Tuesday, March 28, 2023

The origin of Western philosophy


Let us go back to the beginning of philosophy.

To Thales? No!

Thales who said that all was water left little behind, and besides a claim as fatuous as his is nowhere to begin. There's nothing to grasp on.

Let us return to Anaximander who in 7th-century BCE sought the source of all things in the Infinite.

Was this a mistake, to seek the nature of all entities in an Infinite Source? Is it premature to ask the question? Or does the question now come too late? Would any answer to the question posed now be irrelevant?

And what is this Infinite Source? Is it a being itself, the Being par excellence? We with Anaximander cannot say. What it is, we know not what.

Anaximander conceived the Infinite Source as endless, limitless, primordial, free of age and decay and yet infinitely and perpetually yielding the Elements, from which everything in the known world is derived.

The Elements make matter through interaction, combinations, reconstitution.
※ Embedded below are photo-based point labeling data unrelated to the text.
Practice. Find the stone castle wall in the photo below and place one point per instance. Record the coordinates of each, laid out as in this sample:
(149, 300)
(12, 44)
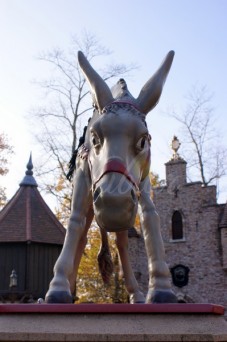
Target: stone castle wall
(203, 246)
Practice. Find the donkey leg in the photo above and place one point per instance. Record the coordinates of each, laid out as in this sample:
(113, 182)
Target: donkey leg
(159, 274)
(132, 287)
(59, 290)
(79, 252)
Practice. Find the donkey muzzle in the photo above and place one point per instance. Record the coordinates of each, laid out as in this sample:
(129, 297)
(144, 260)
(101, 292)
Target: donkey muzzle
(115, 202)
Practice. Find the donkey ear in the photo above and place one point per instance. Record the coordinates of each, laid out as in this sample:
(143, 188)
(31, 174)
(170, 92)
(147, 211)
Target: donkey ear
(100, 91)
(151, 91)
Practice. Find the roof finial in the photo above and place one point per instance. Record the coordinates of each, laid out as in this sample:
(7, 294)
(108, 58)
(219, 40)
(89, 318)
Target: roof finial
(29, 180)
(175, 145)
(29, 171)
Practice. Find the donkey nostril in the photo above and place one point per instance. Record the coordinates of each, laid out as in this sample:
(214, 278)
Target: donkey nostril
(133, 195)
(96, 194)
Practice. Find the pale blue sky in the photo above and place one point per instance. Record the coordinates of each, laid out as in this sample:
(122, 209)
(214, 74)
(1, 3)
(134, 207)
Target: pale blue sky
(136, 31)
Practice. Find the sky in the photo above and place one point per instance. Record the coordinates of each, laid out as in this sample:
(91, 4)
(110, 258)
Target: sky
(140, 32)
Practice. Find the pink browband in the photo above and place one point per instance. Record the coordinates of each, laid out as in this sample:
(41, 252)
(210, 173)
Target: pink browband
(122, 102)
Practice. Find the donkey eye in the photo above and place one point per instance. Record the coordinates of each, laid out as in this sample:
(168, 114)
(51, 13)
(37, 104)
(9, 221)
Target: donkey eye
(95, 140)
(141, 143)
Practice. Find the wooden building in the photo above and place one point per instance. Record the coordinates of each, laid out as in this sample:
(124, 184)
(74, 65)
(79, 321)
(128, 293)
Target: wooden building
(31, 239)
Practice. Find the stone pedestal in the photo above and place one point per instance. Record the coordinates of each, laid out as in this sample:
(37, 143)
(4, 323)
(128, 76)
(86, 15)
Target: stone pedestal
(112, 322)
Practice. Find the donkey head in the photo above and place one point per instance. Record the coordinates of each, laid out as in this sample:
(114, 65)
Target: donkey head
(119, 144)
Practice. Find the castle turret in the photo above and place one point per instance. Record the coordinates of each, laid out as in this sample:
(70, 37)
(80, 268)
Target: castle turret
(176, 167)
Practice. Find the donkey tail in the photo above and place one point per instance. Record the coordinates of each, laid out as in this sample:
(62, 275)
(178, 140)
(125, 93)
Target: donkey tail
(104, 258)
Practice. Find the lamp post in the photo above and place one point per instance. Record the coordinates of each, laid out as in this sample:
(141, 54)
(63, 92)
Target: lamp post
(13, 285)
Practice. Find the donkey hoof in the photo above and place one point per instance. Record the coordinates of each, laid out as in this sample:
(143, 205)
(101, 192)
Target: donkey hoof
(161, 296)
(62, 297)
(137, 297)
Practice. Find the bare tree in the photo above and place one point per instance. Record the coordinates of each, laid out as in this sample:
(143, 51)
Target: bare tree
(5, 151)
(66, 108)
(202, 147)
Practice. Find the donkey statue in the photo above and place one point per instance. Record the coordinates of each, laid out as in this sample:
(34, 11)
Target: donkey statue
(111, 179)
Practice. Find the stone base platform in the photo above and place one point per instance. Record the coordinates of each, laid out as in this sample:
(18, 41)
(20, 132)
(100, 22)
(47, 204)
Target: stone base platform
(112, 322)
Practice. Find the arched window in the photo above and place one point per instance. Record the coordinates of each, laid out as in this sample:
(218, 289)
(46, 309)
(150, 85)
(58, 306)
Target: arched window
(177, 226)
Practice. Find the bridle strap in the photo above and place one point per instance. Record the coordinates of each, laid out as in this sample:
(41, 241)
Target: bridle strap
(119, 167)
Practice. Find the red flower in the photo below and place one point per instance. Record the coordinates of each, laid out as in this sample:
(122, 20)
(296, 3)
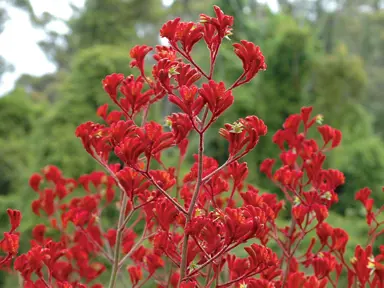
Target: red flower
(10, 243)
(222, 22)
(164, 52)
(189, 33)
(324, 231)
(243, 135)
(363, 195)
(339, 239)
(217, 97)
(181, 126)
(244, 223)
(153, 262)
(252, 58)
(111, 82)
(135, 274)
(330, 134)
(164, 179)
(169, 30)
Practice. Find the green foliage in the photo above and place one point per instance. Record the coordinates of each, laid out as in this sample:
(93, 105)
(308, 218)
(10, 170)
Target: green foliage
(82, 95)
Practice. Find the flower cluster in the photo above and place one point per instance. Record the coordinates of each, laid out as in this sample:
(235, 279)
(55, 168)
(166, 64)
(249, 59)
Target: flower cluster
(187, 230)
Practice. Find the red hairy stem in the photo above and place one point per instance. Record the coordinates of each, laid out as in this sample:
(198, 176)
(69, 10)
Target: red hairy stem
(183, 265)
(120, 230)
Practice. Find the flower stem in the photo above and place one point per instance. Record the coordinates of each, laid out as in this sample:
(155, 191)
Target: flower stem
(183, 266)
(115, 267)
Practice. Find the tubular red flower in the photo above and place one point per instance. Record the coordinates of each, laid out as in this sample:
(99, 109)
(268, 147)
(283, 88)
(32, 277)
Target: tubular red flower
(217, 97)
(252, 58)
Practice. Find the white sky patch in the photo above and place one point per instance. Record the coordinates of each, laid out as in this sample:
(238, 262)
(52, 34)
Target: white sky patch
(18, 42)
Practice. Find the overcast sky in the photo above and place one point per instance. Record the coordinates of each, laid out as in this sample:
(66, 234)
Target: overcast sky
(18, 42)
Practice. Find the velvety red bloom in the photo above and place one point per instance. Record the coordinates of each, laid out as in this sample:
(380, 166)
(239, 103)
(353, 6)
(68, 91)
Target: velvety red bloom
(217, 97)
(339, 239)
(181, 126)
(169, 30)
(14, 219)
(91, 135)
(38, 233)
(330, 134)
(153, 262)
(128, 240)
(188, 33)
(298, 280)
(261, 257)
(243, 135)
(10, 243)
(207, 231)
(138, 53)
(165, 52)
(111, 82)
(363, 194)
(163, 72)
(360, 262)
(252, 58)
(149, 140)
(164, 179)
(35, 181)
(135, 274)
(221, 22)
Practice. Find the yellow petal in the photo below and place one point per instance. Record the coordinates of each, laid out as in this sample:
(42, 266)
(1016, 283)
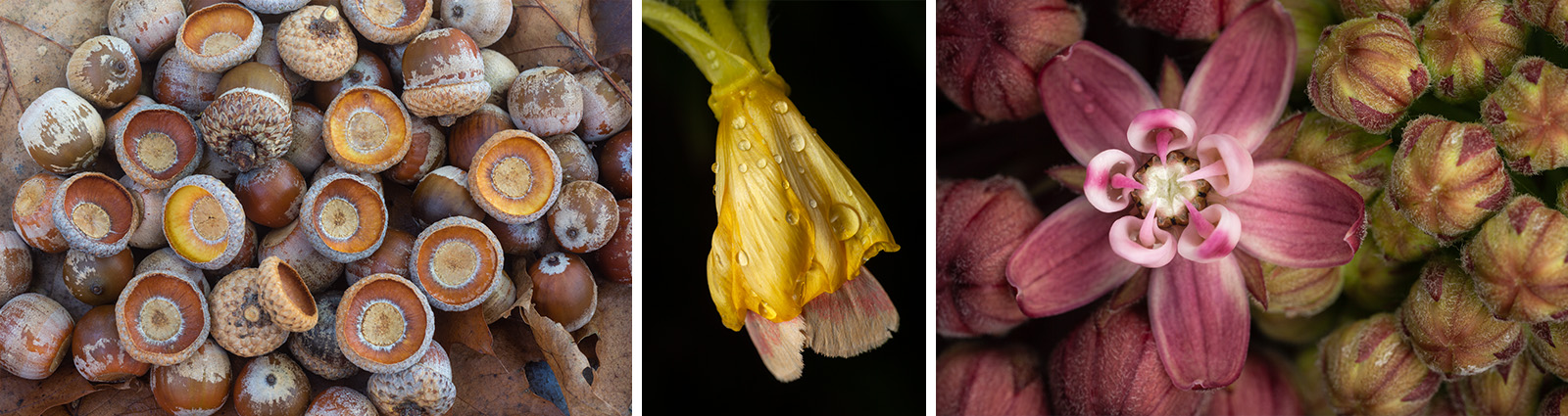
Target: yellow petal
(792, 219)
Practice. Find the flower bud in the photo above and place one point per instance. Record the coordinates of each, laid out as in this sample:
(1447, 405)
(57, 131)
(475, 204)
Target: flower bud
(1468, 44)
(1395, 235)
(1447, 326)
(990, 379)
(1368, 70)
(977, 227)
(1109, 365)
(1509, 389)
(1518, 261)
(1262, 389)
(1345, 152)
(988, 52)
(1364, 8)
(1447, 177)
(1523, 116)
(1369, 369)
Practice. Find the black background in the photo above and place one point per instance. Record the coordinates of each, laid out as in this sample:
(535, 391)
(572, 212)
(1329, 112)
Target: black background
(857, 70)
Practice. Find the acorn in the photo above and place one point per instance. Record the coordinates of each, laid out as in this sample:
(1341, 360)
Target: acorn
(271, 385)
(516, 177)
(96, 214)
(585, 216)
(157, 144)
(149, 25)
(604, 110)
(248, 127)
(98, 280)
(106, 70)
(219, 38)
(96, 350)
(457, 261)
(1518, 261)
(318, 347)
(193, 387)
(1447, 177)
(318, 42)
(423, 389)
(30, 213)
(546, 101)
(162, 318)
(35, 335)
(388, 23)
(443, 75)
(384, 324)
(344, 216)
(204, 222)
(62, 132)
(368, 130)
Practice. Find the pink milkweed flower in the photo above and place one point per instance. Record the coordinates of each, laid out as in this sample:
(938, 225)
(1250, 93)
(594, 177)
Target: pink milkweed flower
(1192, 193)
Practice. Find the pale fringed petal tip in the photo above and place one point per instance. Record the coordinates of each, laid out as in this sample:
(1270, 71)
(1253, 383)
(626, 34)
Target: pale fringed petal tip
(792, 221)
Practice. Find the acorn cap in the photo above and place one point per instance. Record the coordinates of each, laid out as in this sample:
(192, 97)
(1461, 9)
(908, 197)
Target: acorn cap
(162, 318)
(96, 214)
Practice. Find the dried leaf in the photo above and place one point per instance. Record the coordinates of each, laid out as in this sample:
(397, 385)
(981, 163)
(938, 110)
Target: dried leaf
(465, 327)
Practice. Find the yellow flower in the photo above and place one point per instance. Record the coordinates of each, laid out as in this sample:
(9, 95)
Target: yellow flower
(792, 221)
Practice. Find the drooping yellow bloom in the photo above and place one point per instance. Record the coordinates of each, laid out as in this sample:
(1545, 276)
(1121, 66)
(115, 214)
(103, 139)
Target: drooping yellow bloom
(792, 221)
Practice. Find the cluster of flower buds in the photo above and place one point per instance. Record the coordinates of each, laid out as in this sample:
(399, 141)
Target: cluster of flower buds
(1523, 115)
(990, 52)
(1368, 89)
(977, 227)
(1447, 177)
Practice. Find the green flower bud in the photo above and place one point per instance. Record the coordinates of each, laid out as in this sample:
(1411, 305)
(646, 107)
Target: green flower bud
(1395, 235)
(1525, 116)
(1345, 152)
(1509, 389)
(1447, 177)
(1368, 70)
(1468, 44)
(1447, 326)
(1518, 261)
(1369, 369)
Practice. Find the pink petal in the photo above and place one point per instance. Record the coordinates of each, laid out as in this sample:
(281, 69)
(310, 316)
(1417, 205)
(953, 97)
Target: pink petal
(1298, 216)
(1090, 96)
(1244, 80)
(1200, 319)
(1055, 274)
(1225, 162)
(1100, 185)
(1139, 132)
(1214, 246)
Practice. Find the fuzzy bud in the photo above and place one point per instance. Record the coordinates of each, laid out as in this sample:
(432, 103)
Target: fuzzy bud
(1447, 177)
(1518, 261)
(1525, 115)
(1395, 235)
(1346, 152)
(1109, 365)
(988, 52)
(1509, 389)
(1369, 369)
(1468, 44)
(1361, 88)
(1447, 326)
(990, 379)
(977, 227)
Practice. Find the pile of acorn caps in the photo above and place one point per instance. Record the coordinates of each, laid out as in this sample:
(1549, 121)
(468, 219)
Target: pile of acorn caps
(214, 186)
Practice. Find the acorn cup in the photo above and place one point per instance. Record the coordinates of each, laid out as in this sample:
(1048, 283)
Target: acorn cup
(1446, 177)
(1450, 329)
(1521, 115)
(1518, 261)
(1368, 72)
(1468, 44)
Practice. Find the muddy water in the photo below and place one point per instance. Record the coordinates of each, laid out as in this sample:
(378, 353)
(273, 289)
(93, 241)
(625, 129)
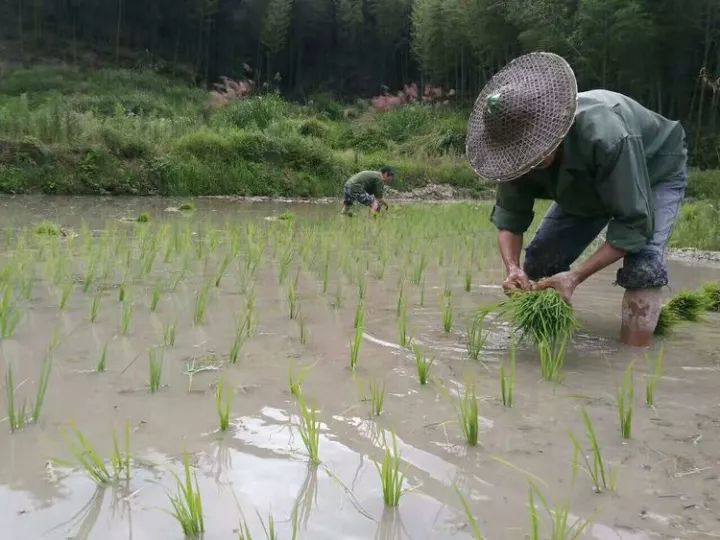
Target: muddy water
(667, 475)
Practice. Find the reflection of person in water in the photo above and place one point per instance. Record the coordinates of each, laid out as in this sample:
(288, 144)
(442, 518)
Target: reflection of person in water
(605, 161)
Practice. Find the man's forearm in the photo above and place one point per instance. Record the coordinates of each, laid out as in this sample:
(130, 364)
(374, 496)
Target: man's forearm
(606, 255)
(510, 245)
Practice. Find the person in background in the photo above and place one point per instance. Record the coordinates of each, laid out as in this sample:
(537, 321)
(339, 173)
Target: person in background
(605, 161)
(367, 188)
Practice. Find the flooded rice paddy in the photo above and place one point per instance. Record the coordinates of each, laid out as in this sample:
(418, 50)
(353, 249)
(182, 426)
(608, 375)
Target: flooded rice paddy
(224, 281)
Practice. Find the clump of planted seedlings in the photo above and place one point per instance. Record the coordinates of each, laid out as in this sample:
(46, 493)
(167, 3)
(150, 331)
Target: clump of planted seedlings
(309, 429)
(552, 359)
(377, 397)
(687, 305)
(86, 456)
(474, 527)
(626, 402)
(423, 365)
(187, 503)
(476, 335)
(447, 311)
(507, 378)
(711, 296)
(541, 315)
(562, 525)
(652, 379)
(594, 465)
(391, 477)
(468, 413)
(155, 361)
(223, 403)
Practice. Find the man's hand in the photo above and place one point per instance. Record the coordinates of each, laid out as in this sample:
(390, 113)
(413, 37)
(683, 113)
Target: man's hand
(564, 283)
(516, 279)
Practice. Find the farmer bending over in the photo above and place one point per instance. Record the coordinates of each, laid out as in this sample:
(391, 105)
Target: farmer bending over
(605, 161)
(367, 188)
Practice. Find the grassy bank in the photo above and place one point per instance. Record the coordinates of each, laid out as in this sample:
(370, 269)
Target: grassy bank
(123, 132)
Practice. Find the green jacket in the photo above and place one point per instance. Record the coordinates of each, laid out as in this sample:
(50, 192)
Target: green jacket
(367, 182)
(611, 158)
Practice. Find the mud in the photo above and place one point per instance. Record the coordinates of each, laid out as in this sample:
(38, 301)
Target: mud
(668, 474)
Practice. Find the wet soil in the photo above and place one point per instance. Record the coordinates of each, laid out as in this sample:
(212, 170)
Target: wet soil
(668, 474)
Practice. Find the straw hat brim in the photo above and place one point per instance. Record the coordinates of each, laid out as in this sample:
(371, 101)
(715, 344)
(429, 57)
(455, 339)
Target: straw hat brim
(547, 88)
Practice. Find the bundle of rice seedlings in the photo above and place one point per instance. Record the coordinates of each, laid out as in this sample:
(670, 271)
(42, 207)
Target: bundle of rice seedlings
(711, 295)
(541, 316)
(687, 305)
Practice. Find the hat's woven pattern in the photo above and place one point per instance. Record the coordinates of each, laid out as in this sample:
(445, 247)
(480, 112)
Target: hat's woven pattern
(521, 116)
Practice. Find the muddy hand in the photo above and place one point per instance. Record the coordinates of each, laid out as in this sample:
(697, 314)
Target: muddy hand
(516, 280)
(564, 283)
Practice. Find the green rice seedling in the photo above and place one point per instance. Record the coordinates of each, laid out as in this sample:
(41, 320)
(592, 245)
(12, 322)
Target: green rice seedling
(653, 379)
(355, 347)
(711, 296)
(223, 268)
(596, 468)
(309, 430)
(391, 477)
(126, 316)
(201, 302)
(65, 293)
(120, 461)
(559, 518)
(422, 364)
(41, 390)
(169, 335)
(687, 305)
(377, 397)
(541, 315)
(102, 362)
(292, 300)
(303, 328)
(626, 402)
(87, 457)
(155, 296)
(155, 364)
(477, 336)
(474, 527)
(507, 378)
(447, 313)
(187, 503)
(468, 413)
(666, 321)
(17, 417)
(223, 403)
(95, 308)
(552, 359)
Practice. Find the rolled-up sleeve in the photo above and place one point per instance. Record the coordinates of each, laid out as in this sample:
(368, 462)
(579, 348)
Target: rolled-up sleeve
(624, 187)
(513, 210)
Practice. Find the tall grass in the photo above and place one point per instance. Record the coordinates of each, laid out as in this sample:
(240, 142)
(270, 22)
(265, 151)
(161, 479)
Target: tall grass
(391, 477)
(187, 503)
(626, 402)
(223, 403)
(309, 429)
(468, 413)
(507, 378)
(652, 380)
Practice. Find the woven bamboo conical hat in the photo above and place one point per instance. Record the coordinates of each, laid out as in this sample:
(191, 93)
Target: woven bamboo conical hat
(521, 116)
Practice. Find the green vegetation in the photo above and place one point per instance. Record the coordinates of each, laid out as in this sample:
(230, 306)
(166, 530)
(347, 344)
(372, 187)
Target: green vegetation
(652, 379)
(390, 475)
(541, 316)
(187, 503)
(626, 402)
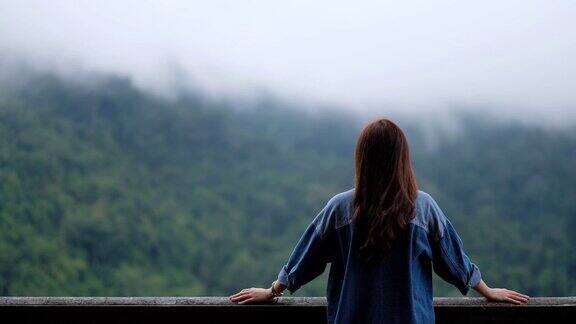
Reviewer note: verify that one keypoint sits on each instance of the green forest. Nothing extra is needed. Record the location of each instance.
(109, 190)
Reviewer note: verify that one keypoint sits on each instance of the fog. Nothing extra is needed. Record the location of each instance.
(515, 57)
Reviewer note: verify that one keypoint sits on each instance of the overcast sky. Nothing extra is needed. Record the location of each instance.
(520, 55)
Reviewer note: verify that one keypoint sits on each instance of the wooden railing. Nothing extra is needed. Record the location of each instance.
(292, 310)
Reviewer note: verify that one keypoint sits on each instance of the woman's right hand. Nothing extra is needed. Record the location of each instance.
(501, 294)
(506, 295)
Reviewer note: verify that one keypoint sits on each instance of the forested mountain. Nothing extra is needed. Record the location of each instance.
(108, 190)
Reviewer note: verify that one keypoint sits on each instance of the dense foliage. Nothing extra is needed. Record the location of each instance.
(108, 190)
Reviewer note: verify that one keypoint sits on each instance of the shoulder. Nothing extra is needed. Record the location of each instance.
(429, 216)
(336, 213)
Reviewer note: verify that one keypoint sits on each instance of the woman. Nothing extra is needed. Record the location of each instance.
(382, 239)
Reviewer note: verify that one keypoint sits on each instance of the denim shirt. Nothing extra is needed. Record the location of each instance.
(398, 290)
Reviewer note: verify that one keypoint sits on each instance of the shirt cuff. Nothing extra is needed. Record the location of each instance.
(284, 279)
(475, 279)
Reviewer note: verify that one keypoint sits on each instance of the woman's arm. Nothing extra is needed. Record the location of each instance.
(501, 294)
(307, 261)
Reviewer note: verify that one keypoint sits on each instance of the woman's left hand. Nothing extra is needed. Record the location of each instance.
(252, 295)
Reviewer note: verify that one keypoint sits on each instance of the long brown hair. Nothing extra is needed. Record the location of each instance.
(386, 189)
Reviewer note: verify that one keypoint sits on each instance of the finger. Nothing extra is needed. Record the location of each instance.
(241, 297)
(247, 301)
(513, 301)
(238, 294)
(519, 298)
(521, 295)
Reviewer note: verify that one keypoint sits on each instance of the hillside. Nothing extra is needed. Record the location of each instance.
(108, 190)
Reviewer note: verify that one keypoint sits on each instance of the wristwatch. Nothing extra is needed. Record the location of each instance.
(274, 292)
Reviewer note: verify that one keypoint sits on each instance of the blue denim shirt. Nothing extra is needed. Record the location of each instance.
(398, 290)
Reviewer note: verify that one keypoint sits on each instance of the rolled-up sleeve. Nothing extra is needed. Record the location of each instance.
(310, 256)
(449, 260)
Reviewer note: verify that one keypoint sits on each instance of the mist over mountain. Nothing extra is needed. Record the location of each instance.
(106, 189)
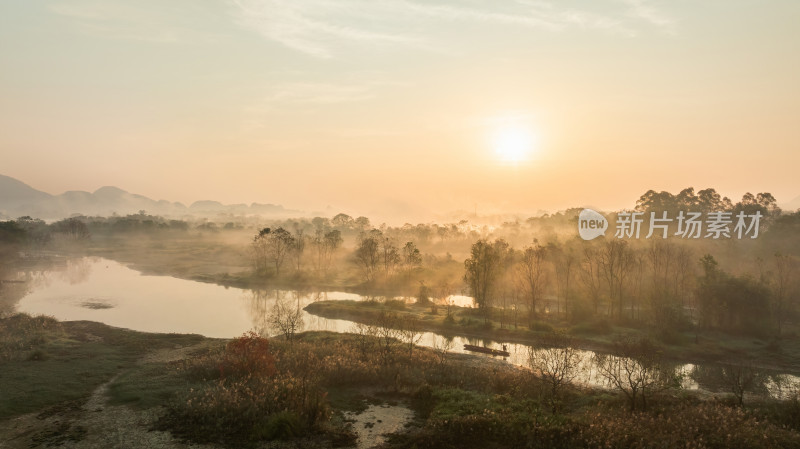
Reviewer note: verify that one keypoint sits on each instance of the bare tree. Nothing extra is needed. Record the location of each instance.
(591, 275)
(287, 316)
(298, 248)
(634, 369)
(486, 263)
(557, 363)
(325, 245)
(367, 255)
(272, 246)
(366, 335)
(388, 333)
(615, 262)
(442, 348)
(411, 333)
(531, 269)
(785, 267)
(739, 378)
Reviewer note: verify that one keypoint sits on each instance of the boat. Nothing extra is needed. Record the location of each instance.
(484, 350)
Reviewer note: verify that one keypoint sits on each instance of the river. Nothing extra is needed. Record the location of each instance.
(97, 289)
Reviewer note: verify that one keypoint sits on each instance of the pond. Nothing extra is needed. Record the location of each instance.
(106, 291)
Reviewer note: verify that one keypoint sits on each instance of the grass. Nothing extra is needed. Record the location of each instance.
(241, 392)
(595, 335)
(76, 358)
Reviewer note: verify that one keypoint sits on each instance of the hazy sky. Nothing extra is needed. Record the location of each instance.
(402, 106)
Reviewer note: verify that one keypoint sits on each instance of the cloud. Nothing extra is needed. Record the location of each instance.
(162, 23)
(309, 26)
(318, 28)
(644, 10)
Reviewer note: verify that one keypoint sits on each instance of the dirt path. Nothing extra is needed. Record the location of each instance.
(93, 424)
(376, 421)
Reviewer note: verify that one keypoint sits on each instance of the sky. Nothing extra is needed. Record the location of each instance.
(402, 108)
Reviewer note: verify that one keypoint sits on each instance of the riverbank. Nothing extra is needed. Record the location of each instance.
(85, 384)
(709, 347)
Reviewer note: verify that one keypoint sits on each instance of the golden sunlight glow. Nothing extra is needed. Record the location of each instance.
(513, 143)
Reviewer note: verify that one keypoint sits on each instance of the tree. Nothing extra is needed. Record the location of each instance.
(273, 246)
(615, 264)
(342, 221)
(732, 303)
(634, 369)
(483, 268)
(556, 363)
(298, 248)
(325, 245)
(367, 254)
(532, 271)
(72, 228)
(286, 317)
(390, 256)
(411, 256)
(563, 260)
(411, 333)
(591, 275)
(785, 267)
(739, 378)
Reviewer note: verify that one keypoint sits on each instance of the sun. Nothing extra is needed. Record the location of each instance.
(513, 144)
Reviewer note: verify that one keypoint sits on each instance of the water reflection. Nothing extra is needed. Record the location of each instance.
(122, 297)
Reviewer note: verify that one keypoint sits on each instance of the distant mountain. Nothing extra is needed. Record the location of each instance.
(18, 199)
(791, 206)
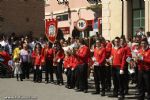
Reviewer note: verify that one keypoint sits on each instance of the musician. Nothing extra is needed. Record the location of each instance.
(49, 55)
(38, 62)
(118, 62)
(99, 67)
(144, 70)
(58, 61)
(107, 65)
(67, 68)
(83, 55)
(127, 55)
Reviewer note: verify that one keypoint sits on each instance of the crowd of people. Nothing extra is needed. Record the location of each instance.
(119, 60)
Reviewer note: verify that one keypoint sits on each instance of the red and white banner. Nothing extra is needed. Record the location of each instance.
(51, 30)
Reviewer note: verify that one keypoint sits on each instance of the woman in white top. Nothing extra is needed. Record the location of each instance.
(18, 71)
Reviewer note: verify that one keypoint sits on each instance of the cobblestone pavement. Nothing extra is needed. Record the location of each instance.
(10, 89)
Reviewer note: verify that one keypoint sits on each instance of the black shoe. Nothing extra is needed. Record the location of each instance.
(46, 82)
(51, 82)
(96, 92)
(66, 86)
(114, 95)
(85, 91)
(121, 98)
(126, 93)
(103, 94)
(79, 90)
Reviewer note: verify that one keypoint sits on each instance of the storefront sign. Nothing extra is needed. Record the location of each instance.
(81, 24)
(65, 30)
(51, 30)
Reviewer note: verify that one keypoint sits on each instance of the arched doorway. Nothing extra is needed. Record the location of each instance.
(138, 15)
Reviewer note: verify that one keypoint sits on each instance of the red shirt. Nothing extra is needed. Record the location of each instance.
(67, 63)
(118, 57)
(83, 54)
(74, 62)
(100, 55)
(108, 49)
(145, 63)
(39, 59)
(49, 54)
(60, 54)
(127, 51)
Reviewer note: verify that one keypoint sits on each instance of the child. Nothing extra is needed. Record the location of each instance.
(67, 69)
(18, 71)
(132, 66)
(38, 61)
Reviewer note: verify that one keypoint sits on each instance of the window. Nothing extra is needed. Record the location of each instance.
(138, 15)
(27, 19)
(62, 17)
(1, 19)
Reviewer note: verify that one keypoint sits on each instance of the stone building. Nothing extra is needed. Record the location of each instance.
(22, 17)
(119, 17)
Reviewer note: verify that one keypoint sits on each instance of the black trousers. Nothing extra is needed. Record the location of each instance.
(126, 78)
(76, 77)
(144, 84)
(19, 76)
(82, 75)
(49, 70)
(68, 74)
(73, 78)
(118, 81)
(108, 77)
(25, 70)
(99, 77)
(58, 72)
(37, 75)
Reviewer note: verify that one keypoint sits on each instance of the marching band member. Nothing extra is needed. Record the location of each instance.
(49, 55)
(99, 67)
(128, 56)
(83, 55)
(118, 62)
(67, 68)
(38, 61)
(58, 61)
(24, 55)
(107, 65)
(144, 70)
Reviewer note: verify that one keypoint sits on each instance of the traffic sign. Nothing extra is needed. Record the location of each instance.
(81, 24)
When the Elements dissolve, they return to the Source.
Whence things have their origin,
Thence also their destruction,
According to necessity:
What they give to each other in desert and recompense
In indifference they return
In conformity with the ordinance of time.
And that is all we know of Anaximander's metaphysics.

ADDENDUM. In addition to his metaphysics, we know of Anaximander's philosophical method. He proposed a method to improve the collective body of knowledge, which amounts to the following: acknowledge past teachings, yes, but question them rigorously and improve upon them. No wonder Hellenes gave birth to Athens. Such thinking not only smacks of an incipient scientific method but the very nature of democracy.